One expects a binary rating based performance level or “an operating point” in the laboratory to lie on the ROC curve produced from discrete or semi-continuous rating scale when reading the same cases in the laboratory because according to the theoretical model this binary performance is achievable by merely changing the decision threshold.¹¹ The issue of concordance between performance levels when using binary or multiple rating scales and the possible discrepancies between the two approaches have been noted for audible signals.¹²^,¹³ However, there have been little experimental data validating of this assumption in general and in radiology in particular. Use of a specific rating scale in the laboratory could lead to a change in performance level due to various phenomena including a change in the interpretive process. For example, there is some evidence that “training” readers to “spread” their answers over a wide range of responses could alter their measured performance.¹⁴ Furthermore, some studies suggest that although there should be little, if any, difference between using discrete or semi-continuous rating scales in ROC studies, a difference in rating scale may produce different results due primarily to possible observer behavioral changes in response to the scale being used.¹⁵^,¹⁶^,¹⁷ Finally, experimentally there may be a number of other variables that could affect the expected theoretical correspondence between an ROC curve and a binary operating point.

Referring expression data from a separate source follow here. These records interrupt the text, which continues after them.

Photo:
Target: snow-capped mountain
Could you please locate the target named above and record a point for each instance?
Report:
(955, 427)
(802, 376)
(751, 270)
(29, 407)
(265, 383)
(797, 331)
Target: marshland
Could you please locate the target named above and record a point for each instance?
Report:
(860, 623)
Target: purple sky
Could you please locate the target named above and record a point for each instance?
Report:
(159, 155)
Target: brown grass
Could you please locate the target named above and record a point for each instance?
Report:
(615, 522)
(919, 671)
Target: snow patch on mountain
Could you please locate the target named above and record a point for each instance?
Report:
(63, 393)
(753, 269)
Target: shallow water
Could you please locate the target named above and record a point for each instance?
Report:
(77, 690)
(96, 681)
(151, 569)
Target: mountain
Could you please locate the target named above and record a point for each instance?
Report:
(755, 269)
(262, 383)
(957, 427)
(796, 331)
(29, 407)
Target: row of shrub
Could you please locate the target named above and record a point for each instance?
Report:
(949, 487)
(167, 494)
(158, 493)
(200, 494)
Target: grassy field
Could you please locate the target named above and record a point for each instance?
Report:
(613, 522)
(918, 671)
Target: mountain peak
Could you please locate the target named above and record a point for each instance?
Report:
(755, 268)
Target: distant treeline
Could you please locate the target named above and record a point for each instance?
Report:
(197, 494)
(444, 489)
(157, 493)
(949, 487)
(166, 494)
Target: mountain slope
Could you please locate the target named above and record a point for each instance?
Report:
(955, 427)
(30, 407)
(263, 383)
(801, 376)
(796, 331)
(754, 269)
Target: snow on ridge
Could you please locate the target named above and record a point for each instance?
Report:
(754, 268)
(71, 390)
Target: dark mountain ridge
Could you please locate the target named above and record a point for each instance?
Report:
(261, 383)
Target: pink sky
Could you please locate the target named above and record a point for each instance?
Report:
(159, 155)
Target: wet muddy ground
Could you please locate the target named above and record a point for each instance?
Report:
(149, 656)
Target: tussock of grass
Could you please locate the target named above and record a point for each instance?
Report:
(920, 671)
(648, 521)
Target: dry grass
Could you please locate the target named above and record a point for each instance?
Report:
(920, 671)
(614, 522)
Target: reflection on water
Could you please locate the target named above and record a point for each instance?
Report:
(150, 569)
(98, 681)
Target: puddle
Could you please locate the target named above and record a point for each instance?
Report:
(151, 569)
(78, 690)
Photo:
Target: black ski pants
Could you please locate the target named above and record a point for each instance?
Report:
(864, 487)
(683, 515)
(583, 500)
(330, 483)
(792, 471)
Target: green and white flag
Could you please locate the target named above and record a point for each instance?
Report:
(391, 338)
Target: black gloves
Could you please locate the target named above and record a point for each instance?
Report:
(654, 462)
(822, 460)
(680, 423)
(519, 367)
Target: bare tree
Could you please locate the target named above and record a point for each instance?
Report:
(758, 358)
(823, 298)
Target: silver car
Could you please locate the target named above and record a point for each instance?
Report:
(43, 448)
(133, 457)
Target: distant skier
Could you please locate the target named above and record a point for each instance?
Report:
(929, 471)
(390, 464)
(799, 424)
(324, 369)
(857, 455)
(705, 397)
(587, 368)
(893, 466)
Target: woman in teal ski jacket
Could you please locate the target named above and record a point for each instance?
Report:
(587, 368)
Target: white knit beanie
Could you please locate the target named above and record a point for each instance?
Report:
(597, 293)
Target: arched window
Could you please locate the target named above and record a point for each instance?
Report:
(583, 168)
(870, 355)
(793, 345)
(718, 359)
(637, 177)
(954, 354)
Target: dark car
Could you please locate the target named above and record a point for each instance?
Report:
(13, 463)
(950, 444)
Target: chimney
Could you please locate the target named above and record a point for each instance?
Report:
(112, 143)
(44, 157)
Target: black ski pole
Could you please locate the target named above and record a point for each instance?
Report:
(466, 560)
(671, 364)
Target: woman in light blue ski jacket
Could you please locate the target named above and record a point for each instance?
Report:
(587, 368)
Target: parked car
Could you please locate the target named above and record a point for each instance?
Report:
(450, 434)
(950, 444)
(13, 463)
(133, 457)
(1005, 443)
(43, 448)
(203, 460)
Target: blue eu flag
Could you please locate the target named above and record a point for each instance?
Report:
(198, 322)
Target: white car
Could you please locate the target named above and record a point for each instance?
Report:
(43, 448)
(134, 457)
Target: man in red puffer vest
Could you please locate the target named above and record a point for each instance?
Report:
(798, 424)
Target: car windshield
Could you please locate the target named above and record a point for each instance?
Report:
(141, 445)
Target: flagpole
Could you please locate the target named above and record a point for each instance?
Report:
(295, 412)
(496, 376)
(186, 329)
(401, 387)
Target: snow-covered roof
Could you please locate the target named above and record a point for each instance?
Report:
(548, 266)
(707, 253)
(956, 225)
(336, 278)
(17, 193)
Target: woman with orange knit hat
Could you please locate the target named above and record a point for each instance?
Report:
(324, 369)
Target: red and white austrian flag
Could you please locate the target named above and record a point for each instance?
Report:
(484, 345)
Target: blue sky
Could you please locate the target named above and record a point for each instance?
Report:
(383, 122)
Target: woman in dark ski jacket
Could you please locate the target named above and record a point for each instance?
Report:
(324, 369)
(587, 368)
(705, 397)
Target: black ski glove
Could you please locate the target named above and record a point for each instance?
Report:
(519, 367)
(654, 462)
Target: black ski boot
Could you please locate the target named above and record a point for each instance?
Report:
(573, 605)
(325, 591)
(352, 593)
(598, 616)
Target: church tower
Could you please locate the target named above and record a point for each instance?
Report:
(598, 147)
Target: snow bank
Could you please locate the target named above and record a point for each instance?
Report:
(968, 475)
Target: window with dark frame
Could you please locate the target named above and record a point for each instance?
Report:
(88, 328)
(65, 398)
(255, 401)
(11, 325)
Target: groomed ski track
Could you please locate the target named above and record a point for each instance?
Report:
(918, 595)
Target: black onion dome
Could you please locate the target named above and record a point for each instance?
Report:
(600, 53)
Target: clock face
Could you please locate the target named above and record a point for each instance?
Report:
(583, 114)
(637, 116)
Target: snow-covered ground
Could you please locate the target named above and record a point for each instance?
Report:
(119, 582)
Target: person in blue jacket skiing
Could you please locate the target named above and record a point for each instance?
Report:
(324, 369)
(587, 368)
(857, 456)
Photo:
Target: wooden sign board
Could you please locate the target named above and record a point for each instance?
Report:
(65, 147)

We investigated experimentally the relationship between the performance levels when binary and∕or semi-continuous ratings scales are used by the same radiologists to assess enriched sets of mammograms during the performance of a multi-mode retrospective study. The results of this assessment are presented here.

MATERIALS AND METHODS

General study design

Each of nine board-certified Mammography Quality Standards Act (MQSA) qualified radiologists interpreted between 275 and 300 screen-film mammography (SFM) examinations that were obtained under an Institutional Review Board approved protocol, informed consent was waived, and in compliance with the Health Insurance Portability and Accountability Act (HIPAA). Radiologists viewed and rated each examination three times over a period of 20 months in a mode balanced design. The reading modes included (1) a “clinical” screening mode, using ratings analogous to those of the screening Breast Imaging Reporting and Data System (BI-RADS) recommendations,¹⁸ (2) an ROC mode, rating the likelihood of the presence of an abnormality using a probability rating scale of 0–100, and (3) a Free-Response ROC (FROC) mode.¹⁹ A comparison of the results from the clinical mode (binary) and the ROC mode is the focus of this paper. A detailed description of the methodology and justification for using screening mammography as used in this multi-mode project is provided elsewhere.²⁰ In brief, a four view “current” examination and a four view comparison (“prior”) examination were made available to the readers if these had been read with priors in the clinic. After viewing each examination radiologists rated the right and left breast separately. The set read by each radiologist included the “common” set of the 155 SFM examinations originally read in the clinic by other radiologists not participating in the study and an “individualized” set of examinations that had been clinically read by him∕her between 2 and 6 years previously. Radiologists read all cases in one mode before moving to the next after a time delay in a mode balanced, case randomized study that was managed by a comprehensive computer program. Ratings were recorded electronically.

Selection of examinations

We included a predetermined enriched distribution of verified examinations in the following categories. Actually positive examinations included (1) all sequentially available examinations depicting pathology confirmed cancers detected as a result of the diagnostic follow-up of a recall and (2) all false negative examinations actually depicting an abnormality that had been originally rated as negative (BI-RADS 1 or 2, for both breasts) but later verified as positive within 1 year. Actually negative examinations included (1) examinations originally rated as BI-RADS 1 or 2 (for both breasts) and verified for not having cancer at least 1 year thereafter and (2) examinations originally rated as BI-RADS 0 for either breast (namely had been actually recalled) and later rated as negative during a subsequent diagnostic workup and also confirmed to remain negative with a 1 year follow-up. Negative examinations were selected in a manner that approximately one third of the examinations did not have a prior examination (similar to our clinical practice). As a result, 83% of actually positive and 63% of actually negative examinations in our dataset had a “prior” comparison examination.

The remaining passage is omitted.